For ranges, Hans Aberg has written a tool in Haskell that transforms these into 8-bit patterns:
Unicode> urToRegU8 0 0xFFFF
[\0-\x7F]|[\xC2-\xDF][\x80-\xBF]|(\xE0[\xA0-\xBF]|[\xE1-\xEF][\x80-\xBF])[\x80-\xBF]
Unicode> urToRegU32 0x00010000 0x001FFFFF
\0[\x01-\x1F][\0-\xFF][\0-\xFF]
Unicode> urToRegU32L 0x00010000 0x001FFFFF
[\x01-\x1F][\0-\xFF][\0-\xFF]\0
This isn't pretty, but it should work.
Flex does not support Unicode. However, Flex supports "8 bit clean" binary input. Therefore you can write lexical patterns which match UTF-8. You can use these patterns in specific lexical areas of the input language, for instance identifiers, comments or string literals.
This will work for well for typical programming languages, where you may be able to assert to the users of your implementation that the source language is written in ASCII/UTF-8 (and no other encoding is supported, period).
This approach won't work if your scanner must process text that can be in any encoding. It also won't work (very well) if you need to express lexical rules specifically for Unicode elements. I.e. you need Unicode characters and Unicode regexes in the scanner itself.
The idea is that you can recognize a pattern which includes UTF-8 bytes using a lex rule, (and then perhaps take the yytext, and convert it out of UTF-8 or at least validate it.)
For a working example, see the source code of the TXR language, in particular this file: http://www.kylheku.com/cgit/txr/tree/parser.l
Scroll down to this section:
ASC [\x00-\x7f]
ASCN [\x00-\t\v-\x7f]
U [\x80-\xbf]
U2 [\xc2-\xdf]
U3 [\xe0-\xef]
U4 [\xf0-\xf4]
UANY {ASC}|{U2}{U}|{U3}{U}{U}|{U4}{U}{U}{U}
UANYN {ASCN}|{U2}{U}|{U3}{U}{U}|{U4}{U}{U}{U}
UONLY {U2}{U}|{U3}{U}{U}|{U4}{U}{U}{U}
As you can see, we can define patterns to match ASCII characters as well as UTF-8 start and continuation bytes. UTF-8 is a lexical notation, and this is a lexical analyzer generator, so ... no problem!
Some explanations: The UANY means match any character, single-byte ASCII or multi-byte UTF-8. UANYN means like UANY but no not match the newline. This is useful for tokens that do not break across lines, like say a comment from # to the end of the line, containing international text. UONLY means match only a UTF-8 extended character, not an ASCII one.
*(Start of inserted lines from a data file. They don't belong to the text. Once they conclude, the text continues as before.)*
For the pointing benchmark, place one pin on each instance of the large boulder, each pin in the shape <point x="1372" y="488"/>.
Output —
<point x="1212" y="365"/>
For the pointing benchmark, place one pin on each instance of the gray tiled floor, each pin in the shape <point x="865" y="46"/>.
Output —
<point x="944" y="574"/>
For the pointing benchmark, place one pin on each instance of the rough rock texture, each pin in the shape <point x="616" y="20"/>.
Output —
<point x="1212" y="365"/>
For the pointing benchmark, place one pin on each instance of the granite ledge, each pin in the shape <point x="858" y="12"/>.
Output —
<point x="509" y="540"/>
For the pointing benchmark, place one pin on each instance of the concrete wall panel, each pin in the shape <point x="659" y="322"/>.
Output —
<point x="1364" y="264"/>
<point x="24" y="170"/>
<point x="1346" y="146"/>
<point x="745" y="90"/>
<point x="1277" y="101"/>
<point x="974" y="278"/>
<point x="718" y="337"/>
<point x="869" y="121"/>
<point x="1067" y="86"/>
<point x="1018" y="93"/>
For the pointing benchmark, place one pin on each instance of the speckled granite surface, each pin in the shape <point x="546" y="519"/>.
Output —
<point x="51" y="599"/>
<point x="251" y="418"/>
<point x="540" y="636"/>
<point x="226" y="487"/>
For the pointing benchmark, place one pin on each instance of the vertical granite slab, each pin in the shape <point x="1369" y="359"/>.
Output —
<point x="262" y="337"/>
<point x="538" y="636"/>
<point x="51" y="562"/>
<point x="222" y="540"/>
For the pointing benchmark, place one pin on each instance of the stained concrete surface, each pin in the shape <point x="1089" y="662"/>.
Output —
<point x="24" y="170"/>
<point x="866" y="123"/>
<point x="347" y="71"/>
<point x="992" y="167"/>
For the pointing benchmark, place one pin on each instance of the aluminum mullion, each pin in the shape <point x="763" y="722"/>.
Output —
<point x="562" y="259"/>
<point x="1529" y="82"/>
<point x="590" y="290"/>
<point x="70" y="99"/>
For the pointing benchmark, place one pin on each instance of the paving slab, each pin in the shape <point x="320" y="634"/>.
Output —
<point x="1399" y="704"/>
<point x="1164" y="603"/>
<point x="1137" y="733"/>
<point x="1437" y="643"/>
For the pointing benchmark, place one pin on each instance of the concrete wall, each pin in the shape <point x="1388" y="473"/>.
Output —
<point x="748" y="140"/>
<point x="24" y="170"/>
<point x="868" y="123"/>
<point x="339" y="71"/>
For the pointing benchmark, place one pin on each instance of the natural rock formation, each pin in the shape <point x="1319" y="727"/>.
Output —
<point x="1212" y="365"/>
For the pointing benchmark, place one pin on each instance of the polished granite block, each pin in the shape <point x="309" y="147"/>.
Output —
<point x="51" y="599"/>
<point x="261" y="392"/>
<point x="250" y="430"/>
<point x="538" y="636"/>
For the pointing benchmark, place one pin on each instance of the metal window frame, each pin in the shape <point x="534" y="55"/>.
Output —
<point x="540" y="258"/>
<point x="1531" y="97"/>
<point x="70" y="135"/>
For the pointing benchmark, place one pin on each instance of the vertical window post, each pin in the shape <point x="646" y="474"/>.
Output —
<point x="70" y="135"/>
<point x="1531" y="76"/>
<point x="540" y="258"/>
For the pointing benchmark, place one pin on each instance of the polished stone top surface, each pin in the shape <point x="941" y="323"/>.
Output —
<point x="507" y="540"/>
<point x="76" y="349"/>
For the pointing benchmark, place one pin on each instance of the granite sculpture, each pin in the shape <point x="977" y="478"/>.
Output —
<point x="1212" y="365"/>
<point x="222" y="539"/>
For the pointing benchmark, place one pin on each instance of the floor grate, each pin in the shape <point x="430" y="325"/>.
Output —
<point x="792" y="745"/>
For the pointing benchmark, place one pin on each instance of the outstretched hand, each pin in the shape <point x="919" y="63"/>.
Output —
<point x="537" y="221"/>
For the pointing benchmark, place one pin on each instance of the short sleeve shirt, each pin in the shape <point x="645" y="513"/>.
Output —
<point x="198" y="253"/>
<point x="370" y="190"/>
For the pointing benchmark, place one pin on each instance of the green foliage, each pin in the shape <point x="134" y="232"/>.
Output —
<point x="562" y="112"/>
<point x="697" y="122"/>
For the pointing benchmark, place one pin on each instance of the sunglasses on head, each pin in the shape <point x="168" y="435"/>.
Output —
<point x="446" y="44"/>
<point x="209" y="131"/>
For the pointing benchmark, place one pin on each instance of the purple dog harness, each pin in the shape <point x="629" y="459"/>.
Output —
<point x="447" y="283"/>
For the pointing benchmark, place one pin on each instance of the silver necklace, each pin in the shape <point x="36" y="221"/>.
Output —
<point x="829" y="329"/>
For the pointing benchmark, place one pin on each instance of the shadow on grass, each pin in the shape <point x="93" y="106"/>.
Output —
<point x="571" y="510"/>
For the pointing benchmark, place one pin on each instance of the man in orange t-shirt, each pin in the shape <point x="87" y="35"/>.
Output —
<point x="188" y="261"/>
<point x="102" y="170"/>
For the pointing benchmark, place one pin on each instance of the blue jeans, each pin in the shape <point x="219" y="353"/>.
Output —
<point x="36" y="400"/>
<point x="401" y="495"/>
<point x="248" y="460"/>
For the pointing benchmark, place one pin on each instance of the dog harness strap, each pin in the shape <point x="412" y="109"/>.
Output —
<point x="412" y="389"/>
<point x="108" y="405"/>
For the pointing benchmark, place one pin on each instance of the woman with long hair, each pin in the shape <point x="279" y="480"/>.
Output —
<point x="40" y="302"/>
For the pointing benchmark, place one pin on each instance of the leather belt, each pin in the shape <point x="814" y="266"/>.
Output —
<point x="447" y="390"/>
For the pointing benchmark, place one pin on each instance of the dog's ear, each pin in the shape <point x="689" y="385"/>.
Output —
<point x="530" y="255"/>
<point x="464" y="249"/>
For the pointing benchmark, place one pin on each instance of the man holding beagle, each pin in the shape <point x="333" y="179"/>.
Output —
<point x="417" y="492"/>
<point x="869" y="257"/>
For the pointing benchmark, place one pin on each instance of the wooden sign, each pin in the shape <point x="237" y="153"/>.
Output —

This is useful for writing a lex rule which needs to exclude certain specific ASCII characters (not just newline) but all extended characters are okay.
DISCLAIMER: Note that the scanner's rules use a function called utf8_dup_from to convert the yytext to wide character strings containing Unicode codepoints. That function is robust; it detects problems like overlong sequences and invalid bytes and properly handles them. I.e. this program is not relying on these lex rules to do the validation and conversion, just to do the basic lexical recognition. These rules will recognize an overlong form (like an ASCII code encoded using several bytes) as valid syntax, but the conversion function will treat them properly. In any case, I don't expect UTF-8 related security issues in the program source code, since you have to trust source code to be running it anyway (but data handled by the program may not be trusted!) If you're writing a scanner for untrusted UTF-8 data, take care!
I am wondering if the newest version of flex supports unicode?
If so, how can use patterns to match Chinese characters?
To match patterns with Chinese characters and other Unicode code points with a Flex-compatible lexical analyzer, you could use the RE/flex lexical analyzer for C++.
RE/flex safely supports the full Unicode standard and accepts UTF-8, UTF-16, and UTF-32 input files without requiring UTF-8 hacks (that can't even support UTF-16/32 input and handle UTF BOM.)
Also, UTF-8 hacks with Flex don't allow you to write Unicode regular expressions such as [肖晗] that are fully supported in RE/flex.
It works seamlessly with Bison to build lexers and parsers.
In fact, with RE/flex we can write any Unicode patterns as UTF-8-based regular expressions in lexer .l specifications, such as:
%option flex unicode
%%
[肖晗] { printf ("xiaohan/2\n"); }
%%
This generates a lexer that scans UTF-8, UTF-16, and UTF-32 files automatically. As per UTF standardization, for UTF-16/32 input a UTF BOM is expected in the input, while an UTF-8 BOM is optional.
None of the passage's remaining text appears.